Abstract

In creep design, not only secondary creep but also primary and tertiary creep regimes become important for an accurate creep life prediction and need to be accounted for in more sophisticated models. Mechanism-based theories showed a better potential since they usually leads to more accurate prediction over wider range of stress and temperature. It has long been recognized that the mechanics and kinetics of the deformation and recovery processes occurring at the microscale are determined by, amongst other things, the local effective stress while, at macroscopic level, it may still possible to discern an effective stress, which is different from the applied stress that drives the creep strain accumulation, [1]. Recently, the authors proposed an internal stress based model for primary creep, which is independent on the creep rate formulation at the steady state, ensuring the continuity of the creep curve at the transition between primary and secondary creep stages, [2]. In this work, in order to account for all creep stages, this modeling framework is extended further.
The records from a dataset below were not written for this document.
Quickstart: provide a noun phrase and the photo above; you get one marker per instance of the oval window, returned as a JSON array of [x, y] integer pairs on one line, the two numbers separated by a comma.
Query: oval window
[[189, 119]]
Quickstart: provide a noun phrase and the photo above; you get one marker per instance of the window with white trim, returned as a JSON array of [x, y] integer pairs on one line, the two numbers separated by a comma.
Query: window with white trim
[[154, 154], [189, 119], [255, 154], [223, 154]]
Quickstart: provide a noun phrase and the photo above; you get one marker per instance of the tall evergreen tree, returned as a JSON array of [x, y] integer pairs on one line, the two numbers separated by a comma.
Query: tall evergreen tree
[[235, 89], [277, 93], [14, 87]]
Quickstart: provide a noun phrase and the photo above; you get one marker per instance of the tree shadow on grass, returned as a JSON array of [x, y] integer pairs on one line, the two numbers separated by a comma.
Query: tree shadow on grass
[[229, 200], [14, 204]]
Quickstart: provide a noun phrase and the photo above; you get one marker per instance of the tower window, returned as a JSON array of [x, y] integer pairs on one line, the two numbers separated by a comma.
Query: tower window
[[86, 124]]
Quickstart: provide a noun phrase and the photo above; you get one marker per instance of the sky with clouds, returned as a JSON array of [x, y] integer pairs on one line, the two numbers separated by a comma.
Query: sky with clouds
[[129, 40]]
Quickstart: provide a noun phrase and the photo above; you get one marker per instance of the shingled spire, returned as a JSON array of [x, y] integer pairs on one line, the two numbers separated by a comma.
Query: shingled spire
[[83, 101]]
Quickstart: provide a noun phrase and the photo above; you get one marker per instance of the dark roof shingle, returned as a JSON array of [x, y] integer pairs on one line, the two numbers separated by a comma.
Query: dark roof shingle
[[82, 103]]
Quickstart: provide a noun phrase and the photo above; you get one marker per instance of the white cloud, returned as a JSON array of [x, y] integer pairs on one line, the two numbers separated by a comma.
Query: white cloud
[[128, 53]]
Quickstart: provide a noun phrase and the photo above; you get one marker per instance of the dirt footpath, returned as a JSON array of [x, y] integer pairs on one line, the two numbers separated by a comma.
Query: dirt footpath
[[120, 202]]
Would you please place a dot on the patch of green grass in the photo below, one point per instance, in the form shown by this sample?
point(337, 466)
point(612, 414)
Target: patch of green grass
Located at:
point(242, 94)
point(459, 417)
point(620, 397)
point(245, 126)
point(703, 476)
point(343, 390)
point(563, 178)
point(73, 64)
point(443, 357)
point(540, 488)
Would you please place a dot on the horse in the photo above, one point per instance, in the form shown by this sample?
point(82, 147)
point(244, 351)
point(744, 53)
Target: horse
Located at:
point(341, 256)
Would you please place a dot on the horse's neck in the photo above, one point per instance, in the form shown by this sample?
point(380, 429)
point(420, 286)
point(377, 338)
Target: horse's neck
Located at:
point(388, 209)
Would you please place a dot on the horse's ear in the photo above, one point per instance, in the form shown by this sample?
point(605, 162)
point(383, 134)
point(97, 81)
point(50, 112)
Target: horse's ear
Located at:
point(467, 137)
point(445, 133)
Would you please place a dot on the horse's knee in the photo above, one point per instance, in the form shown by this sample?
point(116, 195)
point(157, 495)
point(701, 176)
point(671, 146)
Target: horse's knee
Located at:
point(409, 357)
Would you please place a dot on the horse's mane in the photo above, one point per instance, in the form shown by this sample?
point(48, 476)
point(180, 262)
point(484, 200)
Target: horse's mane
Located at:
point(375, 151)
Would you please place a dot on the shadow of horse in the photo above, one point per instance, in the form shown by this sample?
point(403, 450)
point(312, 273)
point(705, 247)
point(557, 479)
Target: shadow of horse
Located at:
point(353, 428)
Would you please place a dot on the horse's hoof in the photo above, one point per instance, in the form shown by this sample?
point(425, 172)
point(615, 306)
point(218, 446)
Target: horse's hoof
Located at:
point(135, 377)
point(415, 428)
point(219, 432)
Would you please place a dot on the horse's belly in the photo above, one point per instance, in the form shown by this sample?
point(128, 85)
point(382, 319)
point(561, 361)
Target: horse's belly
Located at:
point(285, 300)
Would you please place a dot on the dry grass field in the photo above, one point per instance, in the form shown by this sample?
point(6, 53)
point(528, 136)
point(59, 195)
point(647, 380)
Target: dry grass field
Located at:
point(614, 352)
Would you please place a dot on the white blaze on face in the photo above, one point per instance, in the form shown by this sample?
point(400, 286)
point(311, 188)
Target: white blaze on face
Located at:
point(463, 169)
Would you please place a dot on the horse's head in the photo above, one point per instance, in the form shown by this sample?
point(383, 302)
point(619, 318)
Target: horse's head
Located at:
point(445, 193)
In particular, for tertiary creep stage, it is assumed that the occurrence of microstructural modifications (such as fine particle dissolution, secondary phase precipitations, etc.) is the process responsible for the reduction of the internal stress and consequent increase of the creep rate as result of the increment of the effective stress. The possibility to derive the internal stress decay function from tertiary creep data is discussed. The proposed model has been applied to P91 high chromium steel and preliminary results are presented in this work.